Object-level data protection for the world's most trusted cloud storage infrastructure

Amazon S3 is the object storage standard. Before "cloud-native" was a design principle, S3 defined what scalable, durable, programmatic object storage looks like — and it became the API that every storage provider since has emulated. Today, S3 runs the data infrastructure for enterprises, defense agencies, and government programs worldwide, delivering eleven nines of durability, automatic storage tiering, and cross-region replication for resilience. For organizations that have built their data infrastructure on AWS, S3 is not a component they're evaluating — it's the foundation they're extending.

AWS S3 + Virtru Data Security Platform

Identity and Access Management controls who can call S3 APIs, which accounts can access which buckets, and what operations users are permitted to perform. But IAM's jurisdiction ends at the S3 API endpoint. The moment an object is retrieved — downloaded to a workstation, shared with a contractor, replicated to another region or account — the data travels beyond IAM's reach. The Virtru Data Security Platform closes that gap. Each object is TDF-encrypted with an embedded ABAC policy at write time, delivering cryptographic, per-object governance that persists wherever the data moves — across regions, accounts, or outside AWS entirely.

This eliminates the bucket proliferation that organizations create to approximate access control. Without object-level governance, teams stand up separate buckets per project, sensitivity tier, or access group — each compounding policy management, access reviews, and operational overhead. With the Data Security Platform, a single S3 bucket holds objects with entirely different governance profiles. Multiple users can share the same bucket, however, actions on the objects are strictly limited to each individual's current data entitlements, enforced by the data itself.

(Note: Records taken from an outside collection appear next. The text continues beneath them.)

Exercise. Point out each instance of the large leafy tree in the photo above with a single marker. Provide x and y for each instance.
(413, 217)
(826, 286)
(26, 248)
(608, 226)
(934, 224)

S3's replication capabilities make the case concrete. Cross-Region Replication is a standard resilience pattern, but when data lands in a secondary region or account, new bucket policies must be applied and maintained separately — and governance inevitably drifts. With TDF-encrypted objects, every replica enforces the same entitlements as the source, in any region, under any account, with no separate policy management required. With the Data Security Platform's proxy capabilities for S3, applications continue reading and writing data with no application logic rewrite required.

How It Works

  1. Upload - Files are written to S3 through existing application workflows. The platform's secure object connector operates as a transparent S3-compatible proxy — no application code changes required.
  1. Encrypt - The platform's secure object connector wraps each object in TDF at write time, embedding access policy attributes. The encrypted object is stored in S3. The Key Access Service (KAS) holds the wrapped key.
  2. Access request - When a user or service retrieves an object, the KAS evaluates the requester's current entitlements against the embedded policy in real time.
  3. Authorize or deny - If the policy is satisfied, the KAS returns the key and the object is decrypted for the requester. If not — or if access has been revoked — the request is denied. The encrypted object remains in S3 unchanged.
  4. Audit - Every access attempt — authorized or denied — is logged with the requester identity, timestamp, and policy decision, creating the evidence chain compliance programs require.